3. La minute du soin express
Douche en 5 minutes, change en 3, repas en 10. Bienvenue à « EHPAD Express », l’émission où chaque soignant doit réussir l’impossible sans dépasser son chrono. Parce que oui, chaque acte est minuté, rationalisé, optimisé… sauf qu’on parle d’êtres humains, pas d’un fast-food.
4. L’absurde administratif
Les soignants sont sur le terrain, mais derrière eux se cache un océan de paperasse : protocoles, transmissions, évaluations, audits de qualité… Et si on mettait autant d’énergie à embaucher des bras qu’à remplir des tableaux Excel ? Trop révolutionnaire, sans doute.
5. L’hypocrisie du « prendre soin »
On prône l’accompagnement bienveillant, mais dans la vraie vie, on doit choisir entre tenir la main d’un résident angoissé ou finir les toilettes dans les temps. Pourtant, sur le papier, tout est parfait. Les directeurs le disent, les politiques l’affirment : « Tout est mis en œuvre pour la dignité des résidents ». C’est sûr qu’avec une douche par semaine faute de personnel, ils se sentent choyés.
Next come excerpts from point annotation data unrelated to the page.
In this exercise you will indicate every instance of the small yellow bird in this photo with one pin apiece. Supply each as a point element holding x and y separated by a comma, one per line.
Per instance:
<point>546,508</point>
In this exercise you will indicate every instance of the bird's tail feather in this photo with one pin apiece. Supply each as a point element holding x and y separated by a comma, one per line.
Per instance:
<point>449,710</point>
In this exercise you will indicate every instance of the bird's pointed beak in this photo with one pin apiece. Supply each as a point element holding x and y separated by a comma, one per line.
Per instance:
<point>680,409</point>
6. Les formations… théoriquement utiles
On fait faire des formations aux soignants : Humanitude, prise en charge des patients atteints de démence… Des concepts magnifiques sur le papier, prônant douceur, respect du rythme du résident et prise en charge individualisée. Sauf que dans la réalité, difficilement applicable. Parce qu’avec trois soignants pour un étage entier, on fait ce qu’on peut, et pas toujours comme on voudrait.
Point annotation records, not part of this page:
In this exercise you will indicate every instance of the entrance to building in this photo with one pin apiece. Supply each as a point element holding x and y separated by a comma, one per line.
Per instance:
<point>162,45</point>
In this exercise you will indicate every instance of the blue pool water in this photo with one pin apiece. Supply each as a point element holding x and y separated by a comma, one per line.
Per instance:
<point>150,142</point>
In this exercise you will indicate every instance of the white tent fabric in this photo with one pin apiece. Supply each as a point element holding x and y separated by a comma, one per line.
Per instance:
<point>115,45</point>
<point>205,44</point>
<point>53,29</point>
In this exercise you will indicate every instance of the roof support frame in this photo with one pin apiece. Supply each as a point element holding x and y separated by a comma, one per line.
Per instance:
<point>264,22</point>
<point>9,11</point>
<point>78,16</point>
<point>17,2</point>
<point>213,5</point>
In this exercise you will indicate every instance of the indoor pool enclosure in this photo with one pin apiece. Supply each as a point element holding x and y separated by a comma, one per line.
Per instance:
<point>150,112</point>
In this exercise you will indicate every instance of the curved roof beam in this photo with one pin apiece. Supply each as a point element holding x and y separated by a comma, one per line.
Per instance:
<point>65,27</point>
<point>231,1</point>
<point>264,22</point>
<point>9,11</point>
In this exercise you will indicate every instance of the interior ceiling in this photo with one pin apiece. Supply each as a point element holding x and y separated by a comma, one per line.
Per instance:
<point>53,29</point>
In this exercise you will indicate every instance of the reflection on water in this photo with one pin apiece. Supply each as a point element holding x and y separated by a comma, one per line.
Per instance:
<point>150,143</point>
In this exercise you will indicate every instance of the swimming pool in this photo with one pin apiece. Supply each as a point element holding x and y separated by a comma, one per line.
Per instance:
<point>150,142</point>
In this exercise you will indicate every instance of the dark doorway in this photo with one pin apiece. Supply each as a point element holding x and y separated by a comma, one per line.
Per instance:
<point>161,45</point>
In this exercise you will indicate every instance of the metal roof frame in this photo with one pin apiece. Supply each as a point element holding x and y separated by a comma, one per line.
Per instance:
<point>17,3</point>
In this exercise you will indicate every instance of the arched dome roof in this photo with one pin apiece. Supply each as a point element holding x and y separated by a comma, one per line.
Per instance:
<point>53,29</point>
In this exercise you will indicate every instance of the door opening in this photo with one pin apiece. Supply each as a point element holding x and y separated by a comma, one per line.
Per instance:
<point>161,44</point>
7. L’indifférence jusqu’au scandale
On ne s’intéresse aux EHPAD que lorsqu’un scandale éclate. Une enquête, une vidéo choc, un reportage alarmant, et soudain tout le monde découvre la réalité du terrain. Mais une fois l’indignation passée, le silence revient, et avec lui, les mêmes problèmes. Ceux qui travaillent auprès des résidents, eux, n’ont pas le luxe d’oublier.
Alors, on fait quoi ?
On continue comme ça, avec des soignants épuisés, des familles inquiètes et des résidents qui attendent plus que des soins chronométrés ? Ou on se décide enfin à voir les EHPAD pour ce qu’ils devraient être : des lieux de vie, et non des entreprises de rendement ?
En attendant, on retourne faire des miracles avec trois bouts de ficelle. Parce que soignant rime avec survivant.